Friday, July 10, 2015

From the Archives: Article originally published in A&U Magazine

Rights and Obligations
By Alina Oswald

What is my main problem?
What do I need to do?
Why is it important for me to do this?

These three simple questions (otherwise known as "AskMe3") capture the core of a healthy doctor-patient relationship. Patients have the right to ask (and doctors or nurses have the obligation to answer) these questions at every appointment with a healthcare professional-be that for an HIV test, AIDS follow-up, or a cold. 

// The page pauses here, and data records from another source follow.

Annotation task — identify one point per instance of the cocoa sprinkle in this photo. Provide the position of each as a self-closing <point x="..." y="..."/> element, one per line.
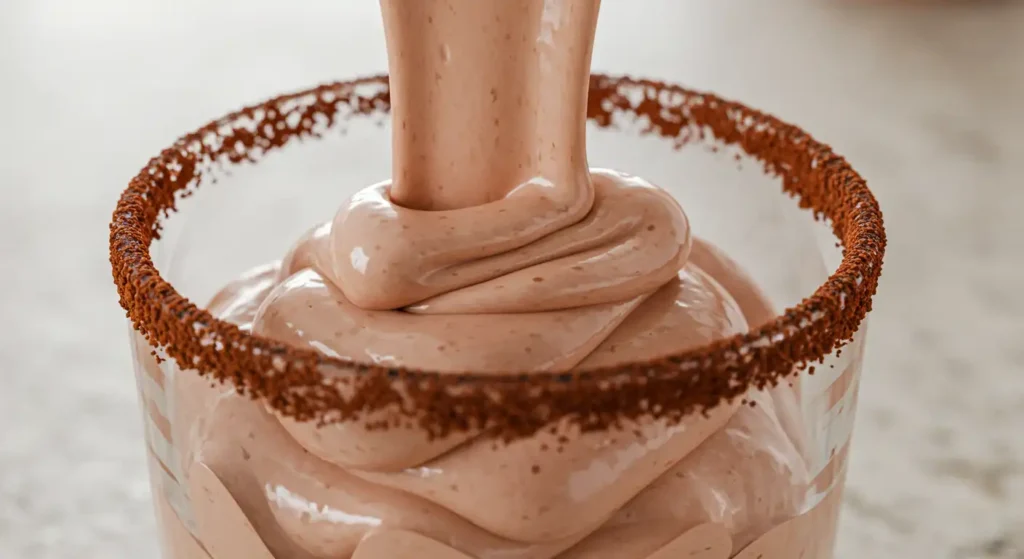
<point x="307" y="386"/>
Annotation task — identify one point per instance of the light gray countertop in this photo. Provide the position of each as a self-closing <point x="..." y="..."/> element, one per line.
<point x="927" y="101"/>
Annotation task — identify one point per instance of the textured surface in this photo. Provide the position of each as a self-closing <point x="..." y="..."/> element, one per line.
<point x="925" y="100"/>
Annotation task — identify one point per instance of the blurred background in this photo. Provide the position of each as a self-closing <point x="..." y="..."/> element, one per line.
<point x="926" y="98"/>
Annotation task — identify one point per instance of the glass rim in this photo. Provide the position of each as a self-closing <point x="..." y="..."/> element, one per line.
<point x="305" y="385"/>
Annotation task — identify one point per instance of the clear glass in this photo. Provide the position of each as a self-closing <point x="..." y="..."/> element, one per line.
<point x="255" y="213"/>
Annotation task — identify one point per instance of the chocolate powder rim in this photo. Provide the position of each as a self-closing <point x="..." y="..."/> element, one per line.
<point x="302" y="384"/>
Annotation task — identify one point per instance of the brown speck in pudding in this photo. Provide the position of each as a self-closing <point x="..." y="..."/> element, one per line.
<point x="317" y="388"/>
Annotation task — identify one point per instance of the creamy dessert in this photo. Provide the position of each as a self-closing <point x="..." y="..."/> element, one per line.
<point x="495" y="248"/>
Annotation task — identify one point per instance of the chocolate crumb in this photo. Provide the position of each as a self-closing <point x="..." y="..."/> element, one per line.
<point x="309" y="386"/>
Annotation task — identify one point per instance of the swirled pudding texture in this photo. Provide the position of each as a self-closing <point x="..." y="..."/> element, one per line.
<point x="494" y="248"/>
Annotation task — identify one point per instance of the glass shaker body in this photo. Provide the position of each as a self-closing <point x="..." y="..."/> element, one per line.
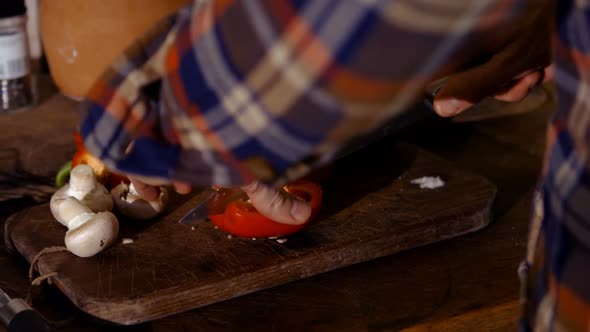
<point x="15" y="66"/>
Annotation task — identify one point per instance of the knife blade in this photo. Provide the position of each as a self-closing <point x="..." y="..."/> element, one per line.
<point x="204" y="208"/>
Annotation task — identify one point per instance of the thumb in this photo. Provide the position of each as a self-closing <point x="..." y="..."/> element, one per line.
<point x="277" y="205"/>
<point x="463" y="89"/>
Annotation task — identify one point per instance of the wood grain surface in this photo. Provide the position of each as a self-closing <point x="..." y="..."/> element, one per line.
<point x="371" y="210"/>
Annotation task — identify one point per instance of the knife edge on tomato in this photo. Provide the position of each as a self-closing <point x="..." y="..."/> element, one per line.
<point x="241" y="218"/>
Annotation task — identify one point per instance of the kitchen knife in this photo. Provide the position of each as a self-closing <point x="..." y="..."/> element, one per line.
<point x="17" y="316"/>
<point x="204" y="209"/>
<point x="488" y="108"/>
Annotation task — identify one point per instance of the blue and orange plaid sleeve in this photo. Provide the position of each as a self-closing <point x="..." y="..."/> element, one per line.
<point x="228" y="91"/>
<point x="556" y="272"/>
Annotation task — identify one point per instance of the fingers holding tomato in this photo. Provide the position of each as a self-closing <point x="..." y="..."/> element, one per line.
<point x="242" y="219"/>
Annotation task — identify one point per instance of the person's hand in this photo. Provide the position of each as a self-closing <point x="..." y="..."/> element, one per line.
<point x="519" y="60"/>
<point x="271" y="203"/>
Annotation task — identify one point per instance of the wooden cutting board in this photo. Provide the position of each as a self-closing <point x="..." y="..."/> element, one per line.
<point x="371" y="209"/>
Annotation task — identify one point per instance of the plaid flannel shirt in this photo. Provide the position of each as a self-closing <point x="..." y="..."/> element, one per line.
<point x="224" y="92"/>
<point x="556" y="273"/>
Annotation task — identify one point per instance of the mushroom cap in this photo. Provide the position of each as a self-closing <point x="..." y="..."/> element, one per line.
<point x="94" y="235"/>
<point x="66" y="209"/>
<point x="130" y="204"/>
<point x="84" y="187"/>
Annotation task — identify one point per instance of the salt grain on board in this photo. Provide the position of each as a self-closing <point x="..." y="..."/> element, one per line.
<point x="429" y="182"/>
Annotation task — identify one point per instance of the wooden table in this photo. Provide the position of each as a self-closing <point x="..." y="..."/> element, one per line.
<point x="464" y="284"/>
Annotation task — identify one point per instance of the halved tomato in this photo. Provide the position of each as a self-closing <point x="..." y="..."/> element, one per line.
<point x="242" y="219"/>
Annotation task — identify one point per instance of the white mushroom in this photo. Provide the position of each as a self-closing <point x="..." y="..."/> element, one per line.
<point x="84" y="187"/>
<point x="88" y="232"/>
<point x="131" y="204"/>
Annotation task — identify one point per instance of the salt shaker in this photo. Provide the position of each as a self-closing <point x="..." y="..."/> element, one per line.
<point x="15" y="67"/>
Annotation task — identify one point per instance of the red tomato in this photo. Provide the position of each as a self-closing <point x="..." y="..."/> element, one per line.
<point x="242" y="219"/>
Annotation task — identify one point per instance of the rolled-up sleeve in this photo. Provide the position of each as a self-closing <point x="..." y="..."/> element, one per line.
<point x="224" y="92"/>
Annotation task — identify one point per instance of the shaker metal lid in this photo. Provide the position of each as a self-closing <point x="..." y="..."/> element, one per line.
<point x="10" y="8"/>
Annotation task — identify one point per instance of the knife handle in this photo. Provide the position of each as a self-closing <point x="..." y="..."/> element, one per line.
<point x="19" y="317"/>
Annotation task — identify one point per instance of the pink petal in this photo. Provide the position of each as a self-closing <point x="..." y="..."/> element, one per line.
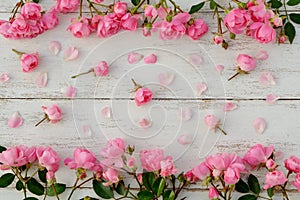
<point x="134" y="57"/>
<point x="200" y="88"/>
<point x="271" y="98"/>
<point x="220" y="68"/>
<point x="15" y="120"/>
<point x="151" y="59"/>
<point x="266" y="78"/>
<point x="106" y="112"/>
<point x="71" y="53"/>
<point x="54" y="47"/>
<point x="184" y="139"/>
<point x="42" y="80"/>
<point x="195" y="59"/>
<point x="262" y="55"/>
<point x="186" y="114"/>
<point x="145" y="123"/>
<point x="166" y="78"/>
<point x="259" y="125"/>
<point x="70" y="92"/>
<point x="229" y="106"/>
<point x="4" y="78"/>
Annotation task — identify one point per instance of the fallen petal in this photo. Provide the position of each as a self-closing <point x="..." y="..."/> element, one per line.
<point x="200" y="88"/>
<point x="262" y="55"/>
<point x="259" y="125"/>
<point x="166" y="78"/>
<point x="186" y="114"/>
<point x="151" y="59"/>
<point x="15" y="120"/>
<point x="220" y="68"/>
<point x="54" y="47"/>
<point x="4" y="78"/>
<point x="184" y="139"/>
<point x="195" y="59"/>
<point x="266" y="78"/>
<point x="42" y="80"/>
<point x="134" y="57"/>
<point x="106" y="112"/>
<point x="145" y="123"/>
<point x="70" y="92"/>
<point x="229" y="106"/>
<point x="71" y="53"/>
<point x="271" y="98"/>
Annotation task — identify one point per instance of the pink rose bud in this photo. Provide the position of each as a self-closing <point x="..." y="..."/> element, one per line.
<point x="101" y="69"/>
<point x="292" y="164"/>
<point x="213" y="193"/>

Dab the AIDS Bear. Lensbaby Photography by Alina Oswald
Dab the AIDS Bear. Lensbaby Photography by Alina Oswald
 Doctor Sharon Denise Allison-Ottey supports using AskMe3 especially when it comes to chronic diseases like HIV/AIDS, dealing with multiple medications, when the best of us become a bit confused by what we need to do and when we need to call the doctor versus not. She is an MD and health educator who gives talks in (particular African American) women's health and HIV/AIDS.  She is also the Director of Health and Community Outreach Initiatives with COSHAR Foundation, a non-profit organization dedicated to health and community education.  And part of the study material is available at www.AskMe3.org, a website offering detailed information on "health literacy" defined as "the ability to read, understand and act on health needs." 
Doctor Allison-Ottey also advocates AskMe3 and health literacy in her debut novel through which she enables patients to better communicate with their healthcare professionals and take better control of their health, while zooming in on the reality of living with HIV/AIDS.  Part of the proceeds goes toward Get It Done - HIV/AIDS Initiative in Women, a national campaign trying to raise awareness and encourage people to get tested.  All I Ever Did Was Love A Man is a new fiction genre called medical romance and the first in a series of future books. 
"[And] if it is about the book, I'm Sharon Allison-Ottey," the author points out as we start our phone interview, because she doesn't know many people that want to read a piece of fiction by a doctor.  For her, fiction has to have purpose and to inform, "to have teeth."    
And in that sense, All I Ever Did Was Love A Man resonates with a wide audience around the country.  The messages posted on the author's website speak for themselves.  "I'm getting emails from people reading it and having testing," the author says, but this is only part of what she intends to accomplish with her debut book.  She also hopes her novel will open the door to doctor-patient conversations in a non-medical way and teach about HIV/AIDS without readers actually feeling that they've read a health education book.  
And she accomplishes this by introducing us to real-to-life characters with which we can easily identify: Sabrena, the protagonist, is presented through her multi-level interactions with those who populate her world.  She is first and foremost a mother, a friend, also a sexual being who also happens to have HIV/AIDS.     
"There is no one Sabrena," Allison-Ottey explains, "[but rather] a collage of a lot of women and a lot of their stories."  Sabrena's special friendship with Vance is particularly important for the book.  By portraying the two characters in different HIV/AIDS phases, races, genders and sexual orientations, the relationship helps kicking the stereotypes down, while setting the stage for open-minded conversations about HIV/AIDS. 
Allison-Ottey thinks of her book as a conversation piece that will allow people to share their experiences with HIV/AIDS, because most people at this point know someone who's either HIV positive or has AIDS. 
"We have to really begin to look at this disease just as we look at hypertension, diabetes, any of those things," she concludes, "[Because AIDS] is part of the individual, but it does not define it."